London (CNN)The Benin bronzes are universally recognized as a towering achievement in the history of art.
Artists of the once-mighty Kingdom of Benin, in present day Edo State, Nigeria, honed sophisticated techniques over centuries to craft detailed depictions of life in the Kingdom, from court scenes to foreign soldiers.
Thousands of the finest examples went on display at the palace of the king.
The collection was looted wholesale in 1897 when the British army sacked the palace and razed the kingdom in a punitive expedition.
The bronzes were sold and scattered across Western museums, where they met with astonishment and prompted revisions of racist assumptions about African art.
Since independence, the Nigerian government has intermittently pressed claims for restitution of the bronzes, which the museums have resisted.
But a solution to the impasse may be at hand.
The Benin Dialogue Group (BDG) was formed in 2007 with the task of facilitating a permanent display of bronzes in Benin City.
The BDG bought together representatives of Nigeria's National Commission for Museums and Monuments (NCMM), the Royal Court of Benin, and several European museums with bronze collections.
The most significant artworks are housed at the British Museum in London and the Ethnological Museum of Berlin.
The group is now exploring the possibility of loaning artifacts back to Nigeria.

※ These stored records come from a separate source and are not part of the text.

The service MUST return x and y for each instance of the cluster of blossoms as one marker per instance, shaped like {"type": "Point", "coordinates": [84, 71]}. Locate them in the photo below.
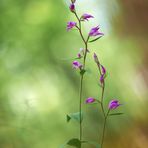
{"type": "Point", "coordinates": [95, 34]}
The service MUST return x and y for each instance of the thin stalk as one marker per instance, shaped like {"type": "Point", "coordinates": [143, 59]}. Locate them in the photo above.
{"type": "Point", "coordinates": [82, 75]}
{"type": "Point", "coordinates": [80, 105]}
{"type": "Point", "coordinates": [104, 126]}
{"type": "Point", "coordinates": [102, 96]}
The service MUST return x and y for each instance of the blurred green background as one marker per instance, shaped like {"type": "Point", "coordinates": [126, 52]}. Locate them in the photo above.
{"type": "Point", "coordinates": [38, 86]}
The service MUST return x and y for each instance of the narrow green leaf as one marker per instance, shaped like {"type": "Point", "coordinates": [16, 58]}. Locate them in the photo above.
{"type": "Point", "coordinates": [92, 143]}
{"type": "Point", "coordinates": [74, 116]}
{"type": "Point", "coordinates": [114, 114]}
{"type": "Point", "coordinates": [74, 142]}
{"type": "Point", "coordinates": [95, 39]}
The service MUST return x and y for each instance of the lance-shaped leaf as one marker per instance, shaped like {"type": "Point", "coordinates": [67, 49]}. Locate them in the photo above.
{"type": "Point", "coordinates": [115, 114]}
{"type": "Point", "coordinates": [92, 143]}
{"type": "Point", "coordinates": [95, 39]}
{"type": "Point", "coordinates": [75, 116]}
{"type": "Point", "coordinates": [74, 142]}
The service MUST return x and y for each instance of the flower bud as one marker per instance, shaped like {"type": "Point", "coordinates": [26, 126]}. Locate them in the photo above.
{"type": "Point", "coordinates": [96, 58]}
{"type": "Point", "coordinates": [77, 65]}
{"type": "Point", "coordinates": [72, 7]}
{"type": "Point", "coordinates": [73, 1]}
{"type": "Point", "coordinates": [103, 70]}
{"type": "Point", "coordinates": [89, 100]}
{"type": "Point", "coordinates": [113, 104]}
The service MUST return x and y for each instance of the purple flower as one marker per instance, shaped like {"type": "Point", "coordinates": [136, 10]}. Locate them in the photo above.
{"type": "Point", "coordinates": [79, 55]}
{"type": "Point", "coordinates": [90, 100]}
{"type": "Point", "coordinates": [73, 1]}
{"type": "Point", "coordinates": [70, 25]}
{"type": "Point", "coordinates": [96, 58]}
{"type": "Point", "coordinates": [113, 104]}
{"type": "Point", "coordinates": [72, 7]}
{"type": "Point", "coordinates": [77, 65]}
{"type": "Point", "coordinates": [103, 70]}
{"type": "Point", "coordinates": [86, 17]}
{"type": "Point", "coordinates": [102, 79]}
{"type": "Point", "coordinates": [95, 31]}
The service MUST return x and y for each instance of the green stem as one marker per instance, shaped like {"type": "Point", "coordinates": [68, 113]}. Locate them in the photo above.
{"type": "Point", "coordinates": [82, 75]}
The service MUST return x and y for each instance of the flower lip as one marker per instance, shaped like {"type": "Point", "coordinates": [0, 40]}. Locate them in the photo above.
{"type": "Point", "coordinates": [95, 31]}
{"type": "Point", "coordinates": [72, 7]}
{"type": "Point", "coordinates": [102, 79]}
{"type": "Point", "coordinates": [86, 16]}
{"type": "Point", "coordinates": [103, 70]}
{"type": "Point", "coordinates": [113, 104]}
{"type": "Point", "coordinates": [73, 1]}
{"type": "Point", "coordinates": [71, 25]}
{"type": "Point", "coordinates": [90, 100]}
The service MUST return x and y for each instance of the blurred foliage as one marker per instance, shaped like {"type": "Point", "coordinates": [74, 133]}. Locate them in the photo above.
{"type": "Point", "coordinates": [39, 87]}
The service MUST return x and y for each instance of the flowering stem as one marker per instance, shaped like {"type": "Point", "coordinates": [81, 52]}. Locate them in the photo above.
{"type": "Point", "coordinates": [82, 75]}
{"type": "Point", "coordinates": [104, 126]}
{"type": "Point", "coordinates": [102, 96]}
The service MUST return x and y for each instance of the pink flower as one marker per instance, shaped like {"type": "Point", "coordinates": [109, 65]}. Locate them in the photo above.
{"type": "Point", "coordinates": [90, 100]}
{"type": "Point", "coordinates": [102, 79]}
{"type": "Point", "coordinates": [113, 104]}
{"type": "Point", "coordinates": [72, 7]}
{"type": "Point", "coordinates": [77, 65]}
{"type": "Point", "coordinates": [96, 58]}
{"type": "Point", "coordinates": [86, 17]}
{"type": "Point", "coordinates": [70, 25]}
{"type": "Point", "coordinates": [95, 31]}
{"type": "Point", "coordinates": [103, 70]}
{"type": "Point", "coordinates": [79, 55]}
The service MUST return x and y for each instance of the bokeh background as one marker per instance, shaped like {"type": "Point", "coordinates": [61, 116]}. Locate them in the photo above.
{"type": "Point", "coordinates": [38, 86]}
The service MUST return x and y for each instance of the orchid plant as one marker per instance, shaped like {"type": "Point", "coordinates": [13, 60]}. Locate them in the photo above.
{"type": "Point", "coordinates": [79, 64]}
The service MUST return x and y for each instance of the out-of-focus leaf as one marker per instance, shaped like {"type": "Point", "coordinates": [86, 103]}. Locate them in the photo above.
{"type": "Point", "coordinates": [75, 116]}
{"type": "Point", "coordinates": [74, 142]}
{"type": "Point", "coordinates": [114, 114]}
{"type": "Point", "coordinates": [95, 39]}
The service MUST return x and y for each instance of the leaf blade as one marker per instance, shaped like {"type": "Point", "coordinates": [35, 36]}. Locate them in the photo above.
{"type": "Point", "coordinates": [95, 39]}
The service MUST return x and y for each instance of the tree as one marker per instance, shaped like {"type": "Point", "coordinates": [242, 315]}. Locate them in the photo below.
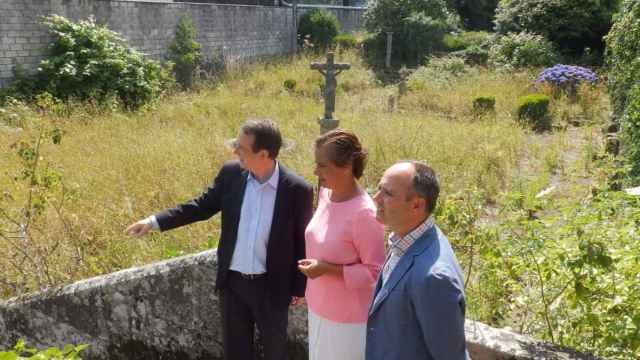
{"type": "Point", "coordinates": [572, 25]}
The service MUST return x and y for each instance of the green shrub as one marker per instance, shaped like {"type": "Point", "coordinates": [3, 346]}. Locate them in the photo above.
{"type": "Point", "coordinates": [345, 41]}
{"type": "Point", "coordinates": [475, 14]}
{"type": "Point", "coordinates": [465, 40]}
{"type": "Point", "coordinates": [441, 70]}
{"type": "Point", "coordinates": [290, 84]}
{"type": "Point", "coordinates": [418, 29]}
{"type": "Point", "coordinates": [572, 25]}
{"type": "Point", "coordinates": [319, 27]}
{"type": "Point", "coordinates": [184, 52]}
{"type": "Point", "coordinates": [475, 55]}
{"type": "Point", "coordinates": [87, 61]}
{"type": "Point", "coordinates": [533, 110]}
{"type": "Point", "coordinates": [631, 131]}
{"type": "Point", "coordinates": [484, 104]}
{"type": "Point", "coordinates": [623, 55]}
{"type": "Point", "coordinates": [521, 50]}
{"type": "Point", "coordinates": [21, 351]}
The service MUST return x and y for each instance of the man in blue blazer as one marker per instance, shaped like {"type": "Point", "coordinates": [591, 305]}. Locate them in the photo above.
{"type": "Point", "coordinates": [418, 306]}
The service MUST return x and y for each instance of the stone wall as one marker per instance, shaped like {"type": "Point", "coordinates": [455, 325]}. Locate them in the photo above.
{"type": "Point", "coordinates": [168, 310]}
{"type": "Point", "coordinates": [239, 32]}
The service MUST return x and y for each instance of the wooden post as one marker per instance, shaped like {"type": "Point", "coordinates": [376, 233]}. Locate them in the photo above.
{"type": "Point", "coordinates": [294, 37]}
{"type": "Point", "coordinates": [387, 62]}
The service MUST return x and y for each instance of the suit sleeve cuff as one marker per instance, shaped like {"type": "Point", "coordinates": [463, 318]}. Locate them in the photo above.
{"type": "Point", "coordinates": [153, 221]}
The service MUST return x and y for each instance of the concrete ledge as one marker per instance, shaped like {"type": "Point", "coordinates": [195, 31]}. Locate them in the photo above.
{"type": "Point", "coordinates": [168, 310]}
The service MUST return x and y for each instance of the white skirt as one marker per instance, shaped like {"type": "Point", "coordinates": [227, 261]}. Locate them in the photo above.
{"type": "Point", "coordinates": [329, 340]}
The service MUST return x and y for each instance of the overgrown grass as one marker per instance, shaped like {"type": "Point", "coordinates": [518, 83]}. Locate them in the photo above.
{"type": "Point", "coordinates": [117, 167]}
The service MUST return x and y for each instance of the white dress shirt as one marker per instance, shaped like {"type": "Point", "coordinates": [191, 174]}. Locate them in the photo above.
{"type": "Point", "coordinates": [256, 215]}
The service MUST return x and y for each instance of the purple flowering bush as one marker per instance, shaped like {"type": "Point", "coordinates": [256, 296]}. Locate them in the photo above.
{"type": "Point", "coordinates": [566, 79]}
{"type": "Point", "coordinates": [563, 74]}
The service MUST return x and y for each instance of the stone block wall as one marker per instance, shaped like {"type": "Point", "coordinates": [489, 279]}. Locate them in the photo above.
{"type": "Point", "coordinates": [169, 311]}
{"type": "Point", "coordinates": [239, 32]}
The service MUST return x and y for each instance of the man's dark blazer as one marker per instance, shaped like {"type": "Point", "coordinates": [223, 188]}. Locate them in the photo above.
{"type": "Point", "coordinates": [292, 212]}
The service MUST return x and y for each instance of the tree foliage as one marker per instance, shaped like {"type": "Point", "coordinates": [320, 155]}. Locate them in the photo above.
{"type": "Point", "coordinates": [572, 25]}
{"type": "Point", "coordinates": [88, 61]}
{"type": "Point", "coordinates": [418, 28]}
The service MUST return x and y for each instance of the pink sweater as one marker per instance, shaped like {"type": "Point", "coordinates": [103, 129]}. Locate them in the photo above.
{"type": "Point", "coordinates": [345, 233]}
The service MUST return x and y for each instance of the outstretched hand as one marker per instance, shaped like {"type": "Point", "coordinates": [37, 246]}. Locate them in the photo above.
{"type": "Point", "coordinates": [297, 300]}
{"type": "Point", "coordinates": [139, 229]}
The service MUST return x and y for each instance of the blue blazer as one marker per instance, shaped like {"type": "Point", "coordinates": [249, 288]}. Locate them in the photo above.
{"type": "Point", "coordinates": [419, 312]}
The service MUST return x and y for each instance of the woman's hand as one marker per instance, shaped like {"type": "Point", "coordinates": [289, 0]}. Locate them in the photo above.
{"type": "Point", "coordinates": [313, 268]}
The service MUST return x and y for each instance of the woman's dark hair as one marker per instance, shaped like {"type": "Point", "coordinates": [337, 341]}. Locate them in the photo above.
{"type": "Point", "coordinates": [345, 150]}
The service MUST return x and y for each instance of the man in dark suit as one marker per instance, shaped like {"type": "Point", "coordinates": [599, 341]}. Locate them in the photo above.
{"type": "Point", "coordinates": [265, 209]}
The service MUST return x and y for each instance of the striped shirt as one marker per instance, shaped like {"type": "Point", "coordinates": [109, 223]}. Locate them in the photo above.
{"type": "Point", "coordinates": [399, 245]}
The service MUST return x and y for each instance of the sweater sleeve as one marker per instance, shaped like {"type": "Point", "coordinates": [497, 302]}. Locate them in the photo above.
{"type": "Point", "coordinates": [368, 239]}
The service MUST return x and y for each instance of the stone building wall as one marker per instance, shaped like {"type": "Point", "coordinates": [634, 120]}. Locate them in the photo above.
{"type": "Point", "coordinates": [239, 32]}
{"type": "Point", "coordinates": [169, 311]}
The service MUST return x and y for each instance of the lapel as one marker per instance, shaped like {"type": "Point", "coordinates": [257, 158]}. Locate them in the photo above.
{"type": "Point", "coordinates": [403, 266]}
{"type": "Point", "coordinates": [282, 199]}
{"type": "Point", "coordinates": [237, 195]}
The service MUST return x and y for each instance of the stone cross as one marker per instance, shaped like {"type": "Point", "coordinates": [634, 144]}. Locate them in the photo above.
{"type": "Point", "coordinates": [330, 70]}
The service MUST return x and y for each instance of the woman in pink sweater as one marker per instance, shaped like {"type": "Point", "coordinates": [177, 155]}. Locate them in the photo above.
{"type": "Point", "coordinates": [345, 251]}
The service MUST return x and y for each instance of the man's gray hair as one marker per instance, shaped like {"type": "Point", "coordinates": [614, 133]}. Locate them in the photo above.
{"type": "Point", "coordinates": [424, 184]}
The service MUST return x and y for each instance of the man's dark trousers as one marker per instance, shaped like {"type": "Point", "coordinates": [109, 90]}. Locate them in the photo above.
{"type": "Point", "coordinates": [244, 303]}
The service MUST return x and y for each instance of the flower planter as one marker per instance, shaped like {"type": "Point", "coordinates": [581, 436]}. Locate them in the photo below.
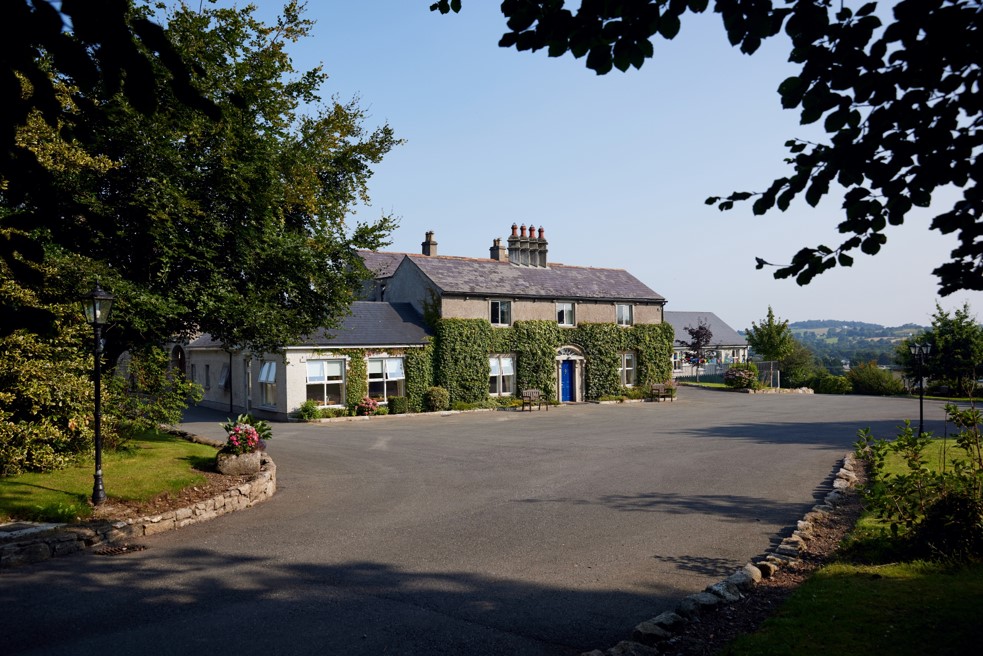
{"type": "Point", "coordinates": [232, 464]}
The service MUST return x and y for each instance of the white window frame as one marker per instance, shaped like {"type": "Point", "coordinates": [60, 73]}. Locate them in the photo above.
{"type": "Point", "coordinates": [224, 379]}
{"type": "Point", "coordinates": [623, 368]}
{"type": "Point", "coordinates": [508, 312]}
{"type": "Point", "coordinates": [620, 310]}
{"type": "Point", "coordinates": [562, 311]}
{"type": "Point", "coordinates": [501, 374]}
{"type": "Point", "coordinates": [267, 383]}
{"type": "Point", "coordinates": [393, 372]}
{"type": "Point", "coordinates": [323, 381]}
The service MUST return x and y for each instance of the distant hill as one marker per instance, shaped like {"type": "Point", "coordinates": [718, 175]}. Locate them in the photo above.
{"type": "Point", "coordinates": [855, 341]}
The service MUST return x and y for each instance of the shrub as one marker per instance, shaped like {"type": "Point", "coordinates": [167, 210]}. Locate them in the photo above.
{"type": "Point", "coordinates": [742, 375]}
{"type": "Point", "coordinates": [367, 406]}
{"type": "Point", "coordinates": [826, 383]}
{"type": "Point", "coordinates": [870, 379]}
{"type": "Point", "coordinates": [308, 410]}
{"type": "Point", "coordinates": [398, 405]}
{"type": "Point", "coordinates": [936, 511]}
{"type": "Point", "coordinates": [436, 399]}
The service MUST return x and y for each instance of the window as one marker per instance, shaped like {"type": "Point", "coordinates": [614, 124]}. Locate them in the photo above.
{"type": "Point", "coordinates": [385, 378]}
{"type": "Point", "coordinates": [326, 381]}
{"type": "Point", "coordinates": [626, 369]}
{"type": "Point", "coordinates": [501, 382]}
{"type": "Point", "coordinates": [501, 313]}
{"type": "Point", "coordinates": [267, 383]}
{"type": "Point", "coordinates": [564, 314]}
{"type": "Point", "coordinates": [224, 379]}
{"type": "Point", "coordinates": [625, 317]}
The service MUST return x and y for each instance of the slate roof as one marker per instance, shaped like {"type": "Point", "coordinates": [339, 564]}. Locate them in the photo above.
{"type": "Point", "coordinates": [369, 324]}
{"type": "Point", "coordinates": [487, 277]}
{"type": "Point", "coordinates": [723, 335]}
{"type": "Point", "coordinates": [381, 264]}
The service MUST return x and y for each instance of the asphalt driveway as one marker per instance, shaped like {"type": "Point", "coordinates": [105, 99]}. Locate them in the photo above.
{"type": "Point", "coordinates": [478, 533]}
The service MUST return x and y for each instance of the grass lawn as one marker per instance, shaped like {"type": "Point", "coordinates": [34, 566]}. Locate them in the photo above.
{"type": "Point", "coordinates": [899, 608]}
{"type": "Point", "coordinates": [903, 608]}
{"type": "Point", "coordinates": [153, 463]}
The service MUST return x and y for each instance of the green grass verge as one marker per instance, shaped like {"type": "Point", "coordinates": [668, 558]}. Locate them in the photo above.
{"type": "Point", "coordinates": [153, 464]}
{"type": "Point", "coordinates": [904, 608]}
{"type": "Point", "coordinates": [856, 607]}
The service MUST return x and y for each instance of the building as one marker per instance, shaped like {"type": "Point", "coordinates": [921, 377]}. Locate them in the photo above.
{"type": "Point", "coordinates": [592, 318]}
{"type": "Point", "coordinates": [728, 346]}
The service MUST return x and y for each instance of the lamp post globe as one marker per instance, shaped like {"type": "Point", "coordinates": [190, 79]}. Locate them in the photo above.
{"type": "Point", "coordinates": [921, 353]}
{"type": "Point", "coordinates": [96, 305]}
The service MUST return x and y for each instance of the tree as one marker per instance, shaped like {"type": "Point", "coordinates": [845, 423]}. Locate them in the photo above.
{"type": "Point", "coordinates": [234, 227]}
{"type": "Point", "coordinates": [799, 366]}
{"type": "Point", "coordinates": [109, 48]}
{"type": "Point", "coordinates": [700, 339]}
{"type": "Point", "coordinates": [772, 340]}
{"type": "Point", "coordinates": [900, 104]}
{"type": "Point", "coordinates": [956, 355]}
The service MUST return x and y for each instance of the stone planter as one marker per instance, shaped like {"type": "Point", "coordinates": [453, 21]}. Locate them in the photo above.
{"type": "Point", "coordinates": [238, 465]}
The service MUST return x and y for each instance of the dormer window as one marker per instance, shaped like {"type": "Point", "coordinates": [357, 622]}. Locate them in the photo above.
{"type": "Point", "coordinates": [564, 314]}
{"type": "Point", "coordinates": [625, 314]}
{"type": "Point", "coordinates": [501, 313]}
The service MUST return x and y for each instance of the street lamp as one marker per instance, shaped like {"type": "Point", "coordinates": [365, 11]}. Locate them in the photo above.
{"type": "Point", "coordinates": [97, 305]}
{"type": "Point", "coordinates": [920, 353]}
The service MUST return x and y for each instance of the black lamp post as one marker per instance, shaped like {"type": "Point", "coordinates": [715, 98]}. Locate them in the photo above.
{"type": "Point", "coordinates": [921, 353]}
{"type": "Point", "coordinates": [97, 305]}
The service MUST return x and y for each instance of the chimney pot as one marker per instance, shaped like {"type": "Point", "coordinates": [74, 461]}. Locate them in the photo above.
{"type": "Point", "coordinates": [429, 245]}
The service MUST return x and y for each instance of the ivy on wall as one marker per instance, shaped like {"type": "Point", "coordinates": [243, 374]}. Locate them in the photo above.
{"type": "Point", "coordinates": [419, 375]}
{"type": "Point", "coordinates": [652, 344]}
{"type": "Point", "coordinates": [461, 351]}
{"type": "Point", "coordinates": [534, 344]}
{"type": "Point", "coordinates": [602, 344]}
{"type": "Point", "coordinates": [356, 379]}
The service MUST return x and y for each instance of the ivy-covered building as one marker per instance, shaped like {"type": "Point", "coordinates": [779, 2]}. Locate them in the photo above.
{"type": "Point", "coordinates": [479, 327]}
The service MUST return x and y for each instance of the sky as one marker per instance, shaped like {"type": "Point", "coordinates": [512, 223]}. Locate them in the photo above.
{"type": "Point", "coordinates": [615, 168]}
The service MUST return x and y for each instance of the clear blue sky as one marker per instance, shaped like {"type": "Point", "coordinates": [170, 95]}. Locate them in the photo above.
{"type": "Point", "coordinates": [616, 168]}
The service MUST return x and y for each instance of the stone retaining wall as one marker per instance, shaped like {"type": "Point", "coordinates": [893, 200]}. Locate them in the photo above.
{"type": "Point", "coordinates": [74, 538]}
{"type": "Point", "coordinates": [648, 635]}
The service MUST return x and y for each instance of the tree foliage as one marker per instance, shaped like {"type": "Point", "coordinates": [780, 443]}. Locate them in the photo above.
{"type": "Point", "coordinates": [233, 227]}
{"type": "Point", "coordinates": [771, 339]}
{"type": "Point", "coordinates": [700, 340]}
{"type": "Point", "coordinates": [956, 356]}
{"type": "Point", "coordinates": [109, 50]}
{"type": "Point", "coordinates": [899, 101]}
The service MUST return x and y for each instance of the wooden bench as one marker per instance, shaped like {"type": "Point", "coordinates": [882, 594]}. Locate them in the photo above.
{"type": "Point", "coordinates": [529, 397]}
{"type": "Point", "coordinates": [660, 391]}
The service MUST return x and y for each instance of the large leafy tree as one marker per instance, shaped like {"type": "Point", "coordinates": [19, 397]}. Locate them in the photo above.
{"type": "Point", "coordinates": [771, 339]}
{"type": "Point", "coordinates": [56, 60]}
{"type": "Point", "coordinates": [234, 227]}
{"type": "Point", "coordinates": [899, 102]}
{"type": "Point", "coordinates": [699, 343]}
{"type": "Point", "coordinates": [956, 355]}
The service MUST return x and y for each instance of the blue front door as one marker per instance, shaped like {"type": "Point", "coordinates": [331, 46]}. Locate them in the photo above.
{"type": "Point", "coordinates": [566, 381]}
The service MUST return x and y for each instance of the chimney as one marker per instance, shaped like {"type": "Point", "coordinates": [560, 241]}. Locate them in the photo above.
{"type": "Point", "coordinates": [497, 251]}
{"type": "Point", "coordinates": [514, 245]}
{"type": "Point", "coordinates": [429, 246]}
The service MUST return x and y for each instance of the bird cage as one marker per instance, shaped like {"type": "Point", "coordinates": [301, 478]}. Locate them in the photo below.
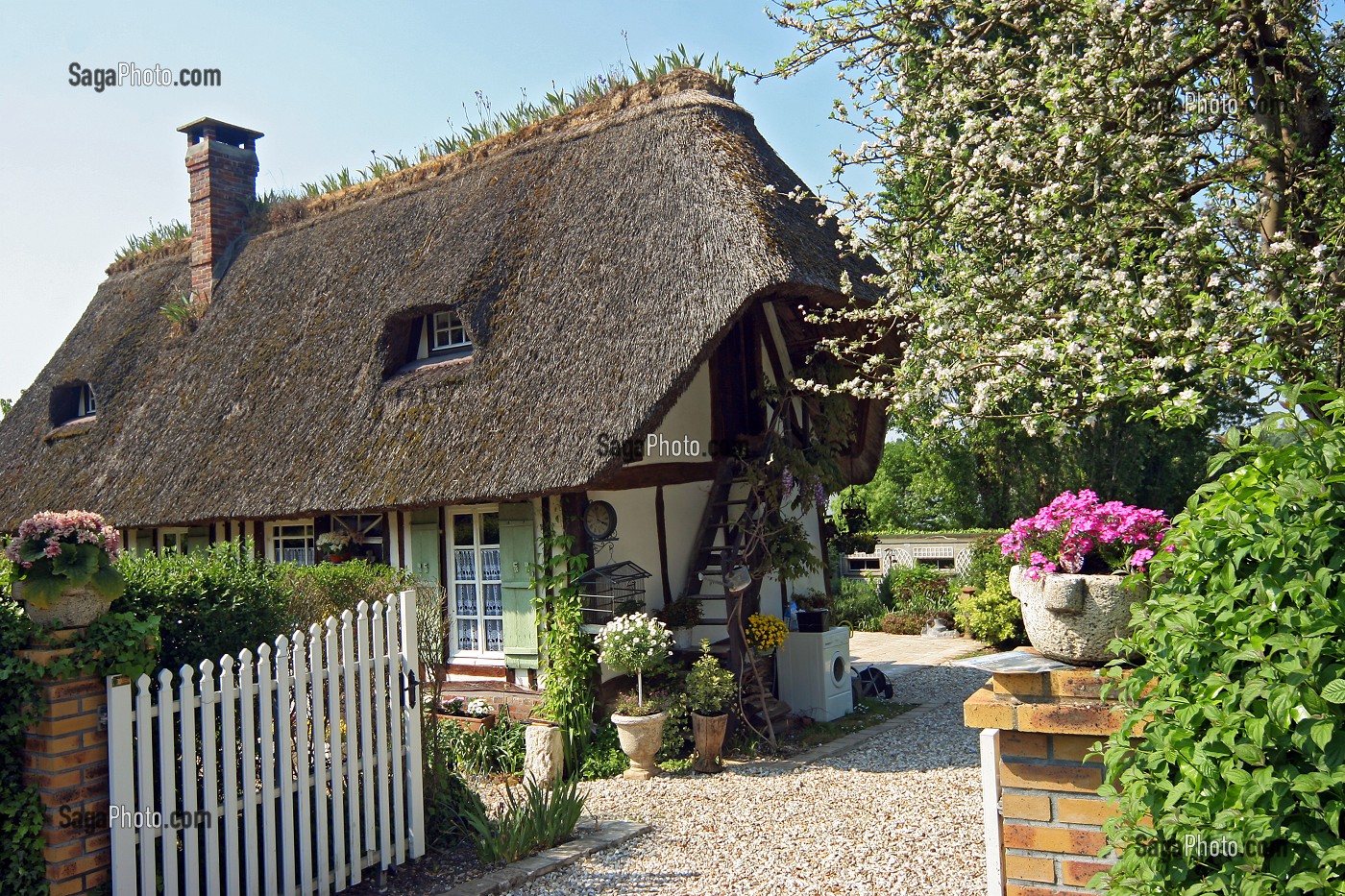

A spokesperson for the British Museum said a recent BDG meeting ended with a proposal "to work towards a permanent, but rotating, exhibition of loaned objects" to Nigeria.
The British Museum and others are open to contributing to this collection. Negotiations are at an early stage with no timescale established.
Crusoe Osagie, Special Adviser to Governor Obaseki Godwin of Edo State, told CNN that the administration favors permanent restitution, although he added that "in the event of not getting our wishes we have to negotiate."